Op deze kassabon staan zowel optellingen als een aftrekking.
Het getal 18,69 is het totaalbedrag, het bedrag wat je moet betalen.
Het is de som van alle prijzen.
Je hebt
€
20,00 betaald.
Het getal
€
1,30 is het bedrag dat je terugkrijgt.
Het is het verschil van 20,00 en 18,69.
Je gaat naar de supermarkt. Je koopt:
een pak melk van € 1,39
een reep chocola van € 0,99
een blikje cola van € 0,75
Welk bedrag moet je in het totaal betalen? (Je hebt natuurlijk geen rekenmachine bij je in de winkel!)
De kassière gebruikt wel een rekenmachine (de kassa).
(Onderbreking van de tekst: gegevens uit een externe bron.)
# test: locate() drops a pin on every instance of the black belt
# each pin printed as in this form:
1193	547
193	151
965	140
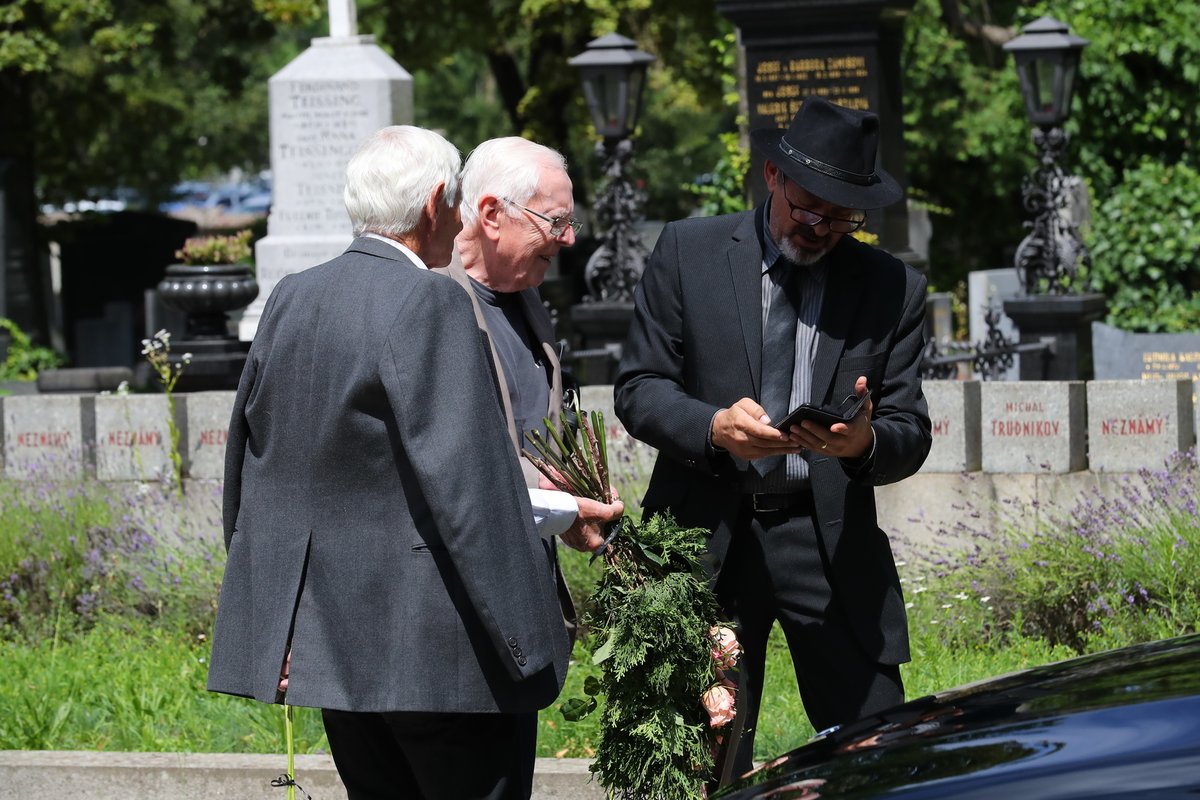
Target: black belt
796	503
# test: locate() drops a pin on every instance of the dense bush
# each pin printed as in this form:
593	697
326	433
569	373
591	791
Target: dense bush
25	359
1146	248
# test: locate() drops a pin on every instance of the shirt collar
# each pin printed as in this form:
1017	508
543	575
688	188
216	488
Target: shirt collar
771	252
413	257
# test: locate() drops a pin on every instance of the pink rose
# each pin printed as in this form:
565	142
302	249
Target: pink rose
718	701
725	648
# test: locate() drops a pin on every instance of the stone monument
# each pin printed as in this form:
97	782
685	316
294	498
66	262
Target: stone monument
323	104
845	50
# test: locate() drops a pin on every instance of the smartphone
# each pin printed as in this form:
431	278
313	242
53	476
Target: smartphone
826	416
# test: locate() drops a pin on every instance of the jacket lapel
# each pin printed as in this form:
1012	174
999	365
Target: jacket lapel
543	328
838	310
745	272
456	271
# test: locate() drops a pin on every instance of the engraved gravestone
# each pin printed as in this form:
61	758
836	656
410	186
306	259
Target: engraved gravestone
954	419
208	431
323	104
132	438
1149	356
844	50
45	437
1033	426
1135	423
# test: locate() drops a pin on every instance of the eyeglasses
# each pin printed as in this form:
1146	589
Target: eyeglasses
558	226
811	218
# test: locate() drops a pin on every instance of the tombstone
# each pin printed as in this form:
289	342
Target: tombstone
1135	423
323	106
954	416
47	438
208	431
132	438
106	265
847	52
1147	356
1033	426
994	287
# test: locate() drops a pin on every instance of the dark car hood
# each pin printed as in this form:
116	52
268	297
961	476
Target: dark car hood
1121	723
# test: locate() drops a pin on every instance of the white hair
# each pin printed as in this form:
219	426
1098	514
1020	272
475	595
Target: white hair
391	176
509	167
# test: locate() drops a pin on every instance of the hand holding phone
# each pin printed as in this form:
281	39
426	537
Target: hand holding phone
826	416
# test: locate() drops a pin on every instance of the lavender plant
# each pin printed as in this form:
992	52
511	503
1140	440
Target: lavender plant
72	554
1119	567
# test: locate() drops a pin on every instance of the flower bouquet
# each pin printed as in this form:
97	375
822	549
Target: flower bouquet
655	632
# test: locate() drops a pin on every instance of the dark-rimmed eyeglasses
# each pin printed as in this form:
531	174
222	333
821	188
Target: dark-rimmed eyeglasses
558	226
811	218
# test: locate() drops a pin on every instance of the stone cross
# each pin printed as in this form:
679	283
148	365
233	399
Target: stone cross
342	18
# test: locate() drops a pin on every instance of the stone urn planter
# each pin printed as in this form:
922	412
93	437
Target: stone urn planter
207	293
211	281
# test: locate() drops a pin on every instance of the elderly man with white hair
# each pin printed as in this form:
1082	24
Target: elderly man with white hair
376	519
517	215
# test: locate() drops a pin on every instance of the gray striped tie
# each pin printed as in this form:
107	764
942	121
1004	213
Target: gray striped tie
778	354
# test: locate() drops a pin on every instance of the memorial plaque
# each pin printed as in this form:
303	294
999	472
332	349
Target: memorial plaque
43	437
1033	426
323	106
208	431
954	416
778	79
849	53
1147	356
132	438
1135	423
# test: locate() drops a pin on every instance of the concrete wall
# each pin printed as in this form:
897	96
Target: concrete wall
1048	443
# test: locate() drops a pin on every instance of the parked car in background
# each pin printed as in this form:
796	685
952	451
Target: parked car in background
1123	723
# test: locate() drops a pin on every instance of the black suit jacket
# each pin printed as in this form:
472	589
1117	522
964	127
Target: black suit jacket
695	347
375	511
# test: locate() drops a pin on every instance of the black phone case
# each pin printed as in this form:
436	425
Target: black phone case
826	416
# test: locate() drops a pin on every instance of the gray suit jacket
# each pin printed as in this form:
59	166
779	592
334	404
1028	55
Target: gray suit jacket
375	512
695	347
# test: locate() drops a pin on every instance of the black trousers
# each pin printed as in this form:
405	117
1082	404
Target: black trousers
777	570
415	756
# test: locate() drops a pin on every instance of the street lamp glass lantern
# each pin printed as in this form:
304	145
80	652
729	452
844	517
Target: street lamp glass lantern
1047	55
613	74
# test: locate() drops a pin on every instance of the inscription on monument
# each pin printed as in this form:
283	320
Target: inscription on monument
319	125
1170	365
217	437
780	79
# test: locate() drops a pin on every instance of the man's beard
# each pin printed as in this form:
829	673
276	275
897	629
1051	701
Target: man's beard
797	256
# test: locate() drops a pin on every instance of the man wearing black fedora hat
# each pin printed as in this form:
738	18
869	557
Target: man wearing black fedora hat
743	317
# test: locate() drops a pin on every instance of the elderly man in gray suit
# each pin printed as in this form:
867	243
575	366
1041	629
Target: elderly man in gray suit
382	548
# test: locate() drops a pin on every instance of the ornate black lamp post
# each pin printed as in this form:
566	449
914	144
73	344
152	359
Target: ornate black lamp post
1048	259
613	74
1047	55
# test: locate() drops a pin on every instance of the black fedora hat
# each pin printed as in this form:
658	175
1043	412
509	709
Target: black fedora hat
829	150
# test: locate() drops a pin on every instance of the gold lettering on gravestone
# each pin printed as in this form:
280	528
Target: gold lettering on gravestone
1168	365
780	84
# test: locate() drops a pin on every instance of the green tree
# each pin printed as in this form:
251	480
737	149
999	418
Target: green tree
513	54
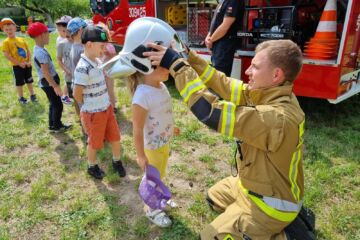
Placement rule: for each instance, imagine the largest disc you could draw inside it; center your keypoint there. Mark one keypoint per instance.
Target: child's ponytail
(133, 81)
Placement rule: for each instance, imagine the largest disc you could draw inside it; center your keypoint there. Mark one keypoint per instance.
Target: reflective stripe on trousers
(281, 210)
(228, 118)
(190, 88)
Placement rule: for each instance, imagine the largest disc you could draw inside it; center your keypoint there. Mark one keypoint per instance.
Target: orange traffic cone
(324, 44)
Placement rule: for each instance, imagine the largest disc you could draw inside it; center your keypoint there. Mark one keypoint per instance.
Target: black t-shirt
(228, 8)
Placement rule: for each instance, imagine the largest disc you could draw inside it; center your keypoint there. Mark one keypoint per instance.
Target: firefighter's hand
(157, 55)
(208, 42)
(57, 90)
(142, 162)
(22, 65)
(162, 56)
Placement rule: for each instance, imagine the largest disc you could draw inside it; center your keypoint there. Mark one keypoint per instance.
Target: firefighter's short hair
(284, 54)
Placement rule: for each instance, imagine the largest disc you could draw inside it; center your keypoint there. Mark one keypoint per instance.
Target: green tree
(52, 9)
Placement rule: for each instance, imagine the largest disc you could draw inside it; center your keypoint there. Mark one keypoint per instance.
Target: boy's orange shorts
(100, 127)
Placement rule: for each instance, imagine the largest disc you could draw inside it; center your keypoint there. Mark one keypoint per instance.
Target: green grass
(45, 192)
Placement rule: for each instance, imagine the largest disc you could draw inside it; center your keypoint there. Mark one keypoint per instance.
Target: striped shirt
(95, 94)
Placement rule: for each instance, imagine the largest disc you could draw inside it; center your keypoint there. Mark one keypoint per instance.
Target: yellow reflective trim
(272, 212)
(301, 133)
(228, 119)
(232, 122)
(233, 86)
(210, 75)
(296, 173)
(239, 92)
(293, 174)
(228, 237)
(236, 91)
(188, 85)
(205, 71)
(224, 118)
(202, 86)
(293, 171)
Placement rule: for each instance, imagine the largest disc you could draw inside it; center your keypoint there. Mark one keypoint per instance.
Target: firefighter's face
(262, 74)
(9, 29)
(97, 48)
(61, 30)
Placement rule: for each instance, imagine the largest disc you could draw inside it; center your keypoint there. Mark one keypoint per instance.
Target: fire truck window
(103, 7)
(136, 2)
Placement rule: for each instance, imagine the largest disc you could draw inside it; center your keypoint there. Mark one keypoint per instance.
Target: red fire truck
(335, 79)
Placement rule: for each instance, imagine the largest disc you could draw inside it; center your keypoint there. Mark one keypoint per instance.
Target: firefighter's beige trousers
(240, 219)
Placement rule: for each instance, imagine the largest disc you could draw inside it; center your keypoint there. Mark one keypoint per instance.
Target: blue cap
(75, 25)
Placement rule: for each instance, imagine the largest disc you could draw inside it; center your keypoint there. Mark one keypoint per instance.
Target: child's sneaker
(22, 100)
(33, 98)
(66, 100)
(159, 218)
(96, 172)
(63, 128)
(117, 165)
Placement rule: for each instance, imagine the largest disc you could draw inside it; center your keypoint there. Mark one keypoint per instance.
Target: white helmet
(139, 33)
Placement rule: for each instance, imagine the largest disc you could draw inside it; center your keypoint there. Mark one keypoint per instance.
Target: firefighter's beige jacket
(269, 122)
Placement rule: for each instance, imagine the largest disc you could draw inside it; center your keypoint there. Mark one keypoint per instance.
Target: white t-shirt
(95, 94)
(159, 123)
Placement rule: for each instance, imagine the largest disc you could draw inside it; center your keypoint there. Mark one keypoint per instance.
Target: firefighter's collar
(268, 95)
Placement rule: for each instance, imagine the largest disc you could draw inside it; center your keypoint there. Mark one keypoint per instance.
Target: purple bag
(152, 190)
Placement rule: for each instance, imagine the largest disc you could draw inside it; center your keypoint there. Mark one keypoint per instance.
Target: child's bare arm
(62, 66)
(29, 52)
(139, 117)
(110, 87)
(78, 93)
(50, 79)
(13, 60)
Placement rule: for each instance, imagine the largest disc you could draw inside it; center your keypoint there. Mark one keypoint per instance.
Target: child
(49, 80)
(90, 91)
(109, 53)
(75, 28)
(63, 47)
(16, 50)
(152, 126)
(61, 25)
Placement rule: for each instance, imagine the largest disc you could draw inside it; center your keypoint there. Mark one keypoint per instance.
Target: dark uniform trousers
(222, 56)
(240, 219)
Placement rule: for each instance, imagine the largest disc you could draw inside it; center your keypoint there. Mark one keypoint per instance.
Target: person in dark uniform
(221, 38)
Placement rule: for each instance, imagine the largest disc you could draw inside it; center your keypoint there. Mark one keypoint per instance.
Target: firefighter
(266, 193)
(221, 39)
(264, 115)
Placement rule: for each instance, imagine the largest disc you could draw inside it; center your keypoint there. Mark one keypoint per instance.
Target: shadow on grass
(323, 113)
(126, 207)
(124, 123)
(68, 152)
(32, 113)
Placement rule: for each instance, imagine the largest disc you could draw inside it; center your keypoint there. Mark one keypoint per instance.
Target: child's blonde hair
(133, 81)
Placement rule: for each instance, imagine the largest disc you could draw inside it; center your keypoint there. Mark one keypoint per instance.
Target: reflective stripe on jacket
(269, 121)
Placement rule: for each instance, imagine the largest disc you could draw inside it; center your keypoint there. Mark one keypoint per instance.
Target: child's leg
(29, 79)
(30, 88)
(112, 135)
(159, 158)
(91, 155)
(115, 148)
(19, 91)
(48, 93)
(65, 92)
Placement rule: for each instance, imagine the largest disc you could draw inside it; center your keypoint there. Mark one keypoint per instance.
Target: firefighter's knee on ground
(212, 204)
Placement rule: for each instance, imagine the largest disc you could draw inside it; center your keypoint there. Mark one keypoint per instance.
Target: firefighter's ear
(278, 76)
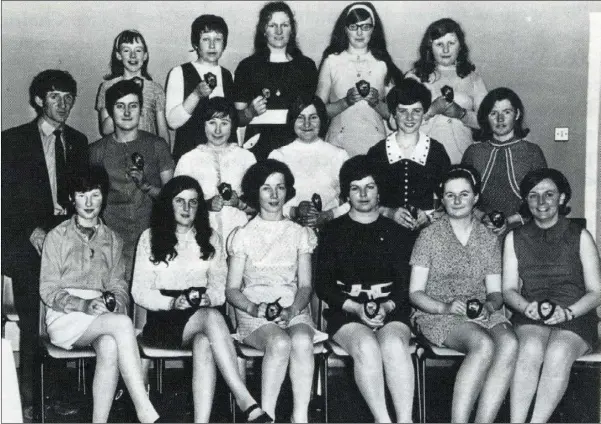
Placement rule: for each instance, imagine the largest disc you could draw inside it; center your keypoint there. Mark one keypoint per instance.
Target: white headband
(363, 7)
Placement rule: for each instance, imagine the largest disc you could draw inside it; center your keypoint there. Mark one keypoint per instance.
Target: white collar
(420, 153)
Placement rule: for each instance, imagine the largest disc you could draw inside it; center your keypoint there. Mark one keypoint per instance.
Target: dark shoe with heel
(261, 418)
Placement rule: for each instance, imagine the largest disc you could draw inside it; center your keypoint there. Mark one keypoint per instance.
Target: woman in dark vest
(190, 85)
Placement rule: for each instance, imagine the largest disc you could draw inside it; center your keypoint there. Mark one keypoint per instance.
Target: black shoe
(261, 418)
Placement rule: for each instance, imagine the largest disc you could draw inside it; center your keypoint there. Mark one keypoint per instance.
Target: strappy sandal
(261, 418)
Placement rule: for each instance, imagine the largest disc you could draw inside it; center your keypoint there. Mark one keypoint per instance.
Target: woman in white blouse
(219, 161)
(179, 252)
(314, 163)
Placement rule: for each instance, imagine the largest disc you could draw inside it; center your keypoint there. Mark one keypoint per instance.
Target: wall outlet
(561, 134)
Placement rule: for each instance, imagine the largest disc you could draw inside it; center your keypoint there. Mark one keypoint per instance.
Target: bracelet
(570, 314)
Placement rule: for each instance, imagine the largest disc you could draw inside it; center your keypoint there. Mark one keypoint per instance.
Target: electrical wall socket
(561, 134)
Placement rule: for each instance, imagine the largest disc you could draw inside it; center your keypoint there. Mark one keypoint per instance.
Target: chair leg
(43, 403)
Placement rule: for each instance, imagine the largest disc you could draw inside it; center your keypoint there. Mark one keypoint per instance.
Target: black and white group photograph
(301, 211)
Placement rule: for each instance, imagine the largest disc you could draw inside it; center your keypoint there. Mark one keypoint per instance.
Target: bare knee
(279, 345)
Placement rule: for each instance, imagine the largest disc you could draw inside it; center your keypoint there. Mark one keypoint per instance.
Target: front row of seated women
(362, 272)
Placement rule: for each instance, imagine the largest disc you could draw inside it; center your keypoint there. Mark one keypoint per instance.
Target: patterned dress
(455, 272)
(271, 250)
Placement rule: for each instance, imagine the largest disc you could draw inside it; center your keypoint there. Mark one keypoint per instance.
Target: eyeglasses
(364, 27)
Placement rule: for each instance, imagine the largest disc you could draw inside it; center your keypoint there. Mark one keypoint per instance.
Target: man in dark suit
(38, 158)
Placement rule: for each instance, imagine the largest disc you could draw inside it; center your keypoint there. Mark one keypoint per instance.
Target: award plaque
(274, 309)
(473, 308)
(211, 80)
(109, 300)
(225, 191)
(546, 308)
(448, 93)
(363, 87)
(138, 161)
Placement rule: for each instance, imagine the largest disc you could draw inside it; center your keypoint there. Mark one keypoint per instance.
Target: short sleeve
(308, 240)
(235, 243)
(421, 255)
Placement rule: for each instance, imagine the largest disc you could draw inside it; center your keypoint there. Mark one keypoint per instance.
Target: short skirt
(585, 326)
(64, 329)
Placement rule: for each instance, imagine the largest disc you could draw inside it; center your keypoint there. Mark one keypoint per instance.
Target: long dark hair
(162, 222)
(127, 36)
(425, 65)
(493, 96)
(377, 43)
(265, 14)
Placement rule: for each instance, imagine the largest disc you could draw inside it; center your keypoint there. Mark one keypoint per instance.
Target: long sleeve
(52, 292)
(116, 282)
(217, 274)
(144, 275)
(175, 112)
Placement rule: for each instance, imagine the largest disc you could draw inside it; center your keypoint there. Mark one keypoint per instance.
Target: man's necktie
(62, 192)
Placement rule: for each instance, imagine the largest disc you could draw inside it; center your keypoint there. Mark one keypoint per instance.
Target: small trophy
(138, 161)
(274, 309)
(546, 309)
(225, 191)
(497, 218)
(371, 308)
(266, 93)
(473, 308)
(316, 200)
(412, 210)
(211, 80)
(448, 93)
(194, 295)
(363, 87)
(109, 300)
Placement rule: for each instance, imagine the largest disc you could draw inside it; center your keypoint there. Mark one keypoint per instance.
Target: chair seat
(159, 352)
(247, 351)
(60, 353)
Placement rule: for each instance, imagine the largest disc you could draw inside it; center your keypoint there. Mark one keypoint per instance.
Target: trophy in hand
(274, 309)
(448, 93)
(211, 80)
(138, 161)
(473, 308)
(363, 87)
(225, 191)
(546, 309)
(194, 295)
(109, 300)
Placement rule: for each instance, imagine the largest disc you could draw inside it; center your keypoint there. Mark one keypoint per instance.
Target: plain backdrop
(539, 49)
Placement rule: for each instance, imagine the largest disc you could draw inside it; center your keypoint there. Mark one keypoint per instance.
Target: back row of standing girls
(268, 81)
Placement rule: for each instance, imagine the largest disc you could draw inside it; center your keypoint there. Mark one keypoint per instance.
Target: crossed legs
(545, 358)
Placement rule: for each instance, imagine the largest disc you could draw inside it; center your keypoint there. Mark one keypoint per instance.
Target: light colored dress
(271, 250)
(153, 102)
(359, 127)
(455, 272)
(454, 134)
(316, 167)
(211, 166)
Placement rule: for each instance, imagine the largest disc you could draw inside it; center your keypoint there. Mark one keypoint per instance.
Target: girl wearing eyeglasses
(355, 73)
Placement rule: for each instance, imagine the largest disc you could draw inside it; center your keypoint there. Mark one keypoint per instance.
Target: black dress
(370, 257)
(284, 82)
Ga met de rekenmachine na of je antwoord bij a klopt.
Je betaalt met een briefje van € 5,00. Hoeveel geld krijg je terug? Reken eerst zonder rekenmachine, controleer het antwoord daarna met de rekenmachine.
In een schaatstoernooi worden vier afstanden gereden.
De heren schaatsen de 10.000 m, de 5000 m, de 1500 m en de 500 m. Welke afstand legt elke schaatser in totaal af in dit toernooi?
De dames schaatsen de 5000 m, de 3000 m, de 1500 m en de 500 m. Welke afstand legt elke schaatsster in totaal af in dit toernooi?
Hoeveel verschillen de totale afstand van de mannen en die van de vrouwen?